Çözüm sürecinin bitirilmesinin ardından Kürt meselesine yönelik güvenlikçi konseptle birlikte HDP’ye yönelik baskı her geçen gün artıyor. 

Türkiye 2023 seçimlerine doğru giderken, iktidara karşı muhalefetten de giderek güçleniyor. 

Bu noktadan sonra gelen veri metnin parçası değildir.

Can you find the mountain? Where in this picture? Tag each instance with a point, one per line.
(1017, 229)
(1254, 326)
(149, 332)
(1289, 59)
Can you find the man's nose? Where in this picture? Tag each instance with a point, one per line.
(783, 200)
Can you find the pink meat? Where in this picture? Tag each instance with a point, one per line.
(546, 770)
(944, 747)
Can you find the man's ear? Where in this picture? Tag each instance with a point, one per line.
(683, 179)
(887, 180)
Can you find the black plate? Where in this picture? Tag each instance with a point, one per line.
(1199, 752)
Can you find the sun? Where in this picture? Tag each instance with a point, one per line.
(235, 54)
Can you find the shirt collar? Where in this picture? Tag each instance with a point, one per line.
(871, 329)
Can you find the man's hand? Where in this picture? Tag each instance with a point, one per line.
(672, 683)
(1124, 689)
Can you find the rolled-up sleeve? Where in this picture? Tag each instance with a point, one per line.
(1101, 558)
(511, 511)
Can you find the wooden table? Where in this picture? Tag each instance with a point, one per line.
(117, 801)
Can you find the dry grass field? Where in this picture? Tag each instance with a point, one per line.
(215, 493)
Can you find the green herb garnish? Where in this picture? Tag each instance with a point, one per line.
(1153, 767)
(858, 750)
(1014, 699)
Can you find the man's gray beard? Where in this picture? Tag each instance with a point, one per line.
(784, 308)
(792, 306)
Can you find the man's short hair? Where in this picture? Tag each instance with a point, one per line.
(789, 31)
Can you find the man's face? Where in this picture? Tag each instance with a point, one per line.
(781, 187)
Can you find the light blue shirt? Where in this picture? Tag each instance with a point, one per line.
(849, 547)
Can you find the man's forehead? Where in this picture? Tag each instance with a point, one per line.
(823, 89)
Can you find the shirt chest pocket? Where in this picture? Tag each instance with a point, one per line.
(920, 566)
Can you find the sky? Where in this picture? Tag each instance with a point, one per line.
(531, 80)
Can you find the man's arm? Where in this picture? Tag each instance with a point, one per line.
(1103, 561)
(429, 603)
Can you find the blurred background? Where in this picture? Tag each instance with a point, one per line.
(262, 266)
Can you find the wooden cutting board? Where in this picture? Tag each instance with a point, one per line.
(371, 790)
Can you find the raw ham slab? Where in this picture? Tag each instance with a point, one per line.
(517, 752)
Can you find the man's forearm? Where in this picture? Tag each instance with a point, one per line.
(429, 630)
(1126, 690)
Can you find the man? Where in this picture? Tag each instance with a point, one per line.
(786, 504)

Akademisyen yazar Mesut Yeğen Perspektif sitesinde yayınlanan son yazısında bu konuya değiniyor ve "Kabul edilmesine ya da razı olunmasına yol açan başat sebeplerden biri Kürt meselesi olan cumhurbaşkanlığı sistemi; Kürt meselesinden, Kürt siyasetinden ötürü sürdürülemez hale gelmiş görünüyor” diyor. 

O yazının özeti şöyle: 

"Esasında Kürt meselesi ittifakların bugünkü biçimini şekillendirmezden evvel bugünkü ittifaklar siyasetini mümkün ve kaçınılmaz kılan cumhurbaşkanlığı sistemini şekillendirmişti. Malum, bugün karşımıza çıkan ittifaklar, siyasetin ittifaklar etrafında kümelenmiş olma hali cumhurbaşkanlığı sisteminin teşvik ettiği bir durum ve şunu söylemek mümkün: Cumhurbaşkanlığı sistemini cazip ya da kabul edilebilir kılan başat faktörlerden biri Kürt meselesi oldu, daha doğrusu Kürt meselesinin 2015 civarında aldığı hal.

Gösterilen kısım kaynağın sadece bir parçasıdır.